In a desperate attempt to have the findings of his commission stay on the radar Thomas J. Healey had an op-ed in the Star-Ledger last week that included this bar graph:
with this explanation:
The commission does not propose reducing current funding levels, but spending the money more wisely than it has been spent to date providing the costliest public employee health benefits in the nation. Employees and retirees will get a bigger “bang for the buck” by using funds currently wasted by excesses in the health benefits system to instead bolster retirement funding…..The proposed reforms would save the retirement system by controlling health benefit costs – moving from unaffordable “platinum” plans to high-quality “gold” level plans that are more fairly in line with the private sector – without affecting quality of care. It is a win-win for everyone.
In a rebuttal letter to the editor this week Brian Wahler, mayor of Piscataway and president of the New Jersey State League of Municipalities. and Donald Webster Jr, president of the New Jersey School Boards Association, made the point:
We are concerned that the proposed savings resulting from the commission’s health-care proposals are unlikely to offset the shift of the unfunded liabilities to the local level. ….We have not seen the data behind the commission’s assertion that reforms to the health benefits would “more than offset” this transfer of liability.
Nobody will ever see that data because it does not exist.
Let’s look at two numbers from the graph: $3.84 billion that New Jersey is paying for health benefits for state employees and all teachers and $1.38 billion that the state would be paying for only state employees after teacher health benefit costs revert to the localities. Participant data from the latest pension actuarial reports shows this breakdown of public employees and retirees as of July 1, 2013:
Total state employees only: 153,514
Assuming proportional benefits per capita that would mean that of the $3.84 billion approximately $2.35 billion is for teacher health benefits leaving $1.49 billion for other state participants (instead of the $1.38 billion forecast).
There are 363,060 participants on the local level and again assuming proportional benefits that would mean $3.51 billion that property-tax payers are already paying for health benefits. Adding on another $2.35 billion for teachers would bring the total property tax tab to $5.86 billion for health benefits alone (without even considering the extra costs of pension payments and the employer potion of Social Security).
According to the Census Bureau, in 2010 property taxes in New Jersey totaled over $25 billion and represented 48% of all State and local tax revenue. Add on $2.35 billion for health benefits, $750 million for Social Security, and $1 billion for pensions raises those property taxes another $4.1 billion.
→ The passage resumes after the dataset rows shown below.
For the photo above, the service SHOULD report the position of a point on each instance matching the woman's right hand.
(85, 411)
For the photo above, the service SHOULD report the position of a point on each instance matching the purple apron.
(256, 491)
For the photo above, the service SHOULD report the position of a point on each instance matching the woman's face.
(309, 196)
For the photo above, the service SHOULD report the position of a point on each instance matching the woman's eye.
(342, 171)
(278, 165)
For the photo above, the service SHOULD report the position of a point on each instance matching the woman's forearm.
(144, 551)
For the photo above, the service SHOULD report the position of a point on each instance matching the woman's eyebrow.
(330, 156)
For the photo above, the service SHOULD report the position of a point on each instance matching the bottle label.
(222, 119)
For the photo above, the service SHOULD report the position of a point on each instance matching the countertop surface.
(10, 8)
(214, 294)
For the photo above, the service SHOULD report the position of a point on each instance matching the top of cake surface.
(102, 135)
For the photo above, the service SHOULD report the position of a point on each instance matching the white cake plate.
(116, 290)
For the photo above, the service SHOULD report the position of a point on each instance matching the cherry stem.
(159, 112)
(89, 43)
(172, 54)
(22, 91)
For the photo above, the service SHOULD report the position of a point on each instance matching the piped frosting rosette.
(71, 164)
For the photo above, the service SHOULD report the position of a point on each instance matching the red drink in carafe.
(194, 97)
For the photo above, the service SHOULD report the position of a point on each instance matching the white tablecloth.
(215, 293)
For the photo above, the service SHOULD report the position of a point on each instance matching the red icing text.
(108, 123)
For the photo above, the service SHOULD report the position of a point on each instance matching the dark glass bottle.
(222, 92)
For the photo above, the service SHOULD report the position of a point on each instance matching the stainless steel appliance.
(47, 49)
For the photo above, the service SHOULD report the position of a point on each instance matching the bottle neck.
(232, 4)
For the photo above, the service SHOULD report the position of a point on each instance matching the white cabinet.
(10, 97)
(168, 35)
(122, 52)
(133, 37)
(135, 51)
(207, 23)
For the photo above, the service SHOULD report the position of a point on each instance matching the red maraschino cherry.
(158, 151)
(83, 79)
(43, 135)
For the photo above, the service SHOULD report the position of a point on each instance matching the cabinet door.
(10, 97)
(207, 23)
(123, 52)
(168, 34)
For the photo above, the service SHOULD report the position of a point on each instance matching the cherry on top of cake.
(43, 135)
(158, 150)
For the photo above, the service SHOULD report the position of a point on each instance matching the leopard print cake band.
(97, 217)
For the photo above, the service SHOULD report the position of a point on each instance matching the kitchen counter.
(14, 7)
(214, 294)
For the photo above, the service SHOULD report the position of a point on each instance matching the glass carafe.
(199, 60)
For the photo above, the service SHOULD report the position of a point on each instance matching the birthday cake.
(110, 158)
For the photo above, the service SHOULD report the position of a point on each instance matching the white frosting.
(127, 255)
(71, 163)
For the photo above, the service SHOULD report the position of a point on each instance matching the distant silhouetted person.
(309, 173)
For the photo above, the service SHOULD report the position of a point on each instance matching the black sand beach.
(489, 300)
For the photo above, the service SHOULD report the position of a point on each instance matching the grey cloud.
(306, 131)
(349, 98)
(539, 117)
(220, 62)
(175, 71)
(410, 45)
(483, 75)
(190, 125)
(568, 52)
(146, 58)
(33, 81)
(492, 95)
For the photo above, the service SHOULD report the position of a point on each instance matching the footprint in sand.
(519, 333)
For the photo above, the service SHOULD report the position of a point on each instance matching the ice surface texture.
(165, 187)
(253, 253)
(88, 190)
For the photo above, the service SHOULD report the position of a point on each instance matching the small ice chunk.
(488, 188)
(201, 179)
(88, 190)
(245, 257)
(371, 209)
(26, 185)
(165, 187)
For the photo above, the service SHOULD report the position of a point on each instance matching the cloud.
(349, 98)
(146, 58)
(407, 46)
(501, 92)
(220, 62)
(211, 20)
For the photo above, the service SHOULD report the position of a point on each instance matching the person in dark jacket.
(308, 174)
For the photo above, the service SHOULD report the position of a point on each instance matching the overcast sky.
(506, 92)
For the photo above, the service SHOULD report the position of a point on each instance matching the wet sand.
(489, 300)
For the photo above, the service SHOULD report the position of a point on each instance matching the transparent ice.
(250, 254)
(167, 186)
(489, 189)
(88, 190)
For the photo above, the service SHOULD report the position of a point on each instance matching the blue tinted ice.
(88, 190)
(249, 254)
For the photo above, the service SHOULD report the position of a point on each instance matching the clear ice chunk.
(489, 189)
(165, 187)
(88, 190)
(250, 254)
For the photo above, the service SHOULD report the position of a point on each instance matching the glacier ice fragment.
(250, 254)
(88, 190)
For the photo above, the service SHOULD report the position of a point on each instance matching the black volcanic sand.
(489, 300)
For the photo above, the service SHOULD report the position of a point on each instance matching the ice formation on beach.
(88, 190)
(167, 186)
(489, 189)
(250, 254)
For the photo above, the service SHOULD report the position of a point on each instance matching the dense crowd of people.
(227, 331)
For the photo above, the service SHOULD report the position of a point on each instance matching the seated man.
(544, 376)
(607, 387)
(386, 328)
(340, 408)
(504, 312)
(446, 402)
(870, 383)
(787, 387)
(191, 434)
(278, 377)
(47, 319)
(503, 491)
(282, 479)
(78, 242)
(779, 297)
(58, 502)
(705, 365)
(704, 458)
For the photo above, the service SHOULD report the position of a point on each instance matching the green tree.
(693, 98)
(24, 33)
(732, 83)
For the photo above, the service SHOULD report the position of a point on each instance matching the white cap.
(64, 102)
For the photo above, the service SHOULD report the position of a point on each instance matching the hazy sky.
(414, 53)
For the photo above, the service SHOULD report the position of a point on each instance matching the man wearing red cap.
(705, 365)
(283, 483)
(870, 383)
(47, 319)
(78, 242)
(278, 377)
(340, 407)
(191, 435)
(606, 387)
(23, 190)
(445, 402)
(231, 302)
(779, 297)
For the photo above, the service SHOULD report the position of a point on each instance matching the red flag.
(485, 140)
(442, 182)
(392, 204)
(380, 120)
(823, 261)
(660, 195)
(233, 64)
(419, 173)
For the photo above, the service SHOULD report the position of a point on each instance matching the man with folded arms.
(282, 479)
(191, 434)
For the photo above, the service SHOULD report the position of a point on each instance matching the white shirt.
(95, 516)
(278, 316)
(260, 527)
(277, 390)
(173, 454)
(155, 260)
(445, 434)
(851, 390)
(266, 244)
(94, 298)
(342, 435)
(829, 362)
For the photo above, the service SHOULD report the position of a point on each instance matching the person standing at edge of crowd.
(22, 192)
Of that $29.1 billion new total $5.86 billion ($3.51 billion that localities are already paying plus $2.35 billion in teacher benefits that they would be paying for health insurance alone) would be the cost for health insurance.
Page 11 of the Roadmap outlines the the Pension & Benefit Study Commission’s thinking:
…because local health benefits costs are so high, even moderate reforms would result in huge local savings. If aggregated, these savings could permit a higher overall level of post-reform benefits and more equitable State/local allocation of benefit obligations at no additional cost to local taxpayers.
For there to be “no additional cost to local taxpayers” health benefit premiums for 606,458 participants that are $5.86 billion have to decrease by at least $4.1 billion – 70%. Put another way, an average annual premium of $9,663 has to go down to $2,902. Who would believe that can ever happen, outside of the world of mindless bar graphs?